Lanie era stata la prima a vedere le scintille generate da Rick e Kate anche solo stando nella stessa stanza, all'inizio si era anche divertita ad osservare il modo in cui si attraevano e respingevano come calamite con i poli in perenne movimento, ma sapeva di assistere ad un balletto che sarebbe dovuto finire per troppa energia repressa. Una sera lo aveva anche detto all'amica "prima o poi uno di voi due esploderà lo sai Kate, vero? Non è umano rimanere in questo limbo come state facendo voi, affrontalo!"

Lanie era armata delle migliori intenzioni, avrebbe voluto vedere felice l'amica e si era chiesta, spesso, perché Castle non avesse mai fatto IL passo di dichiararsi, era così evidente a tutti! Quello che Lanie, e nessuno, sapeva era che la dichiarazione c'era stata eccome, nel momento più tragico e doloroso, mentre Rick la teneva morente tra le braccia, stesa sul prato di quel cimitero, quasi un anno prima.

"ti amo Kate" spesso si svegliava nel cuore della notte col suono di quelle parole pronunciate con una sofferenza che le avviluppava il cuore ogni volta, e si sentiva in colpa per avergli mentito, per non essere riuscita a dirgli che lo aveva sentito, che ci si era aggrappata con tutta se stessa a quelle tre parole, che sicuramente era viva per quello, aveva voluto combattere per ritornare alla vita, ad una vita con lui. Ma poi la Vita presenta il conto della realtà, più dura, più faticosa e, per lei, ancora disseminata di ostacoli impervi.

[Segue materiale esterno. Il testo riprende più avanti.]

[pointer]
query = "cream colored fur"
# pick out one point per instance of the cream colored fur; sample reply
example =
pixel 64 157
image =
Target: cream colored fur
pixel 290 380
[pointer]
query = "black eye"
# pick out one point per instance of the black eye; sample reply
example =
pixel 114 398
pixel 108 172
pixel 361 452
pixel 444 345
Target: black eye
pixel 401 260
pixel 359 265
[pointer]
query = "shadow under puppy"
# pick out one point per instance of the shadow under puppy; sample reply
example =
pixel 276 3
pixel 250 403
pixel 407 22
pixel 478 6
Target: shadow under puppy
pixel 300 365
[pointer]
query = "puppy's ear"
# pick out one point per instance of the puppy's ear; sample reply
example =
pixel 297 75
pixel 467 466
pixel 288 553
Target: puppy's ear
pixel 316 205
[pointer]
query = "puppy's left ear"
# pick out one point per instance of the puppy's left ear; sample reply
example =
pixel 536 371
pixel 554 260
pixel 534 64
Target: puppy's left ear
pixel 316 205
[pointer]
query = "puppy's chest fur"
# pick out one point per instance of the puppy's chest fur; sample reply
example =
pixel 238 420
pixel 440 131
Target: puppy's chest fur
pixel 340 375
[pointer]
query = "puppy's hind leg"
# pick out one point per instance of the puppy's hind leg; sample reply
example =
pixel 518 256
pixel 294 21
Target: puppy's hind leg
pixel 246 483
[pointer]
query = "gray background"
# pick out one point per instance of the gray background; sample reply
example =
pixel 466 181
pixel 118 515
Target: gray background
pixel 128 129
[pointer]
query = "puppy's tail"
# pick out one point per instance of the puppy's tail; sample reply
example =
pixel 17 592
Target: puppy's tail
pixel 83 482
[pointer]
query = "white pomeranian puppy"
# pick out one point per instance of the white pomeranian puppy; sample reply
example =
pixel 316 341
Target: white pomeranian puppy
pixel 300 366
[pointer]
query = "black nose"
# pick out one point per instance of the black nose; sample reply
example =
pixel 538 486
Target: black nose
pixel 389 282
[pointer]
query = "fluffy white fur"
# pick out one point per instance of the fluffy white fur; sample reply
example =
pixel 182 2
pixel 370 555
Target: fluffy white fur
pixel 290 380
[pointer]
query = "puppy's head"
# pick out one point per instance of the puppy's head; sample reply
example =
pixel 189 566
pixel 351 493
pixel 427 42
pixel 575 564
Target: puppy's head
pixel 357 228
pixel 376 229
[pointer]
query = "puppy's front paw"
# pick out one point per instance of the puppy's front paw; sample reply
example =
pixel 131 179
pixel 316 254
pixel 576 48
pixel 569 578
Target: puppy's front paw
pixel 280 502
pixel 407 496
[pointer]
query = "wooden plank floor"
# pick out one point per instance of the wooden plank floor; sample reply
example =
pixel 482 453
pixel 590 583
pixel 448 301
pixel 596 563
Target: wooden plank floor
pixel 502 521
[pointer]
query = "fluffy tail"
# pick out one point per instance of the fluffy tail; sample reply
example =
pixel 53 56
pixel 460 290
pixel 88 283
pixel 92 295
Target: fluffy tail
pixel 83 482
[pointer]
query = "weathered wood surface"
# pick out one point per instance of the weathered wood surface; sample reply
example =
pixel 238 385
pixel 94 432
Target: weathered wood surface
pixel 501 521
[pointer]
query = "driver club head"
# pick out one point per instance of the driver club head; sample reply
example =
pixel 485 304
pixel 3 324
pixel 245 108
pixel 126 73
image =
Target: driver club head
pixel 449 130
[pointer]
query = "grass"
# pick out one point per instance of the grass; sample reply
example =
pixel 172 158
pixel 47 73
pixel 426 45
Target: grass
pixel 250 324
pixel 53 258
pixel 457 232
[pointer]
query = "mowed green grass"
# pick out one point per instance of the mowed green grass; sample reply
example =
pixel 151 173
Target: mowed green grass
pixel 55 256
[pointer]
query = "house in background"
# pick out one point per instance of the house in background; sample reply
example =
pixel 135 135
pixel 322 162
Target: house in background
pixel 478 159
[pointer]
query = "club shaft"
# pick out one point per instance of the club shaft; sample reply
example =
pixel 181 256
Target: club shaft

Alcune volte, riemergendo da quel sogno ricorrente, si scopriva a rispondergli, scusandosi perché non aveva la forza, perché si sentiva ancora così irrisolta da sapere di non poter ricambiare quell'amore che lui le rivelava nei piccoli gesti del loro bizzarro quotidiano.

Aveva un percorso lungo e tortuoso da fare ancora, e non voleva l'aiuto di nessuno, era una viaggio che doveva fare da sola, guidata dal paziente dott. Burke, ma nessun'altro poteva entrare in quel groviglio di timori, emozioni, dolori, ricordi, che l'avevano modellata per anni, fino a farla diventare quello che era ora.

Un'impalcatura difficile da scardinare, eppure Castle in qualche modo ci era riuscito perché per la prima volta dall'omicidio della madre, dopo la storia del cecchino che imperversava su New York, aveva capito che doveva andare oltre, "Voglio essere qualcosa di più di quella che sono" era stata la sua richiesta accorata di aiuto al dottore, si sentiva pronta ad essere soccorsa per la prima volta nella vita, nonostante le sue paure fossero tutte lì a soffocarla "Ma non so se posso riuscirci, senza deludere mia madre", e non aveva ricevuto indietro frasi di circostanza ma la dura verità "E' morta, Kate. Non puoi deluderla. Puoi solo deludere te stessa. La sua morte è parte di te. E dovrai fartene una ragione, proprio come dovrai fare con le cicatrici che hai da quando ti hanno sparato. Ma non dev'essere un limite per te."


E lei ci si era messa con tutta se stessa, aveva combattuto, perché in fondo Rick aveva ragione, era in debito con lui …di almeno cento caffè.

Castle, Castle! Aveva urlato con tutto il fiato che le rimaneva, poi aveva dovuto cedere, percepì il momento esatto in cui le dita persero la presa. Poi una mano spuntò dal nulla e le afferrò il polso.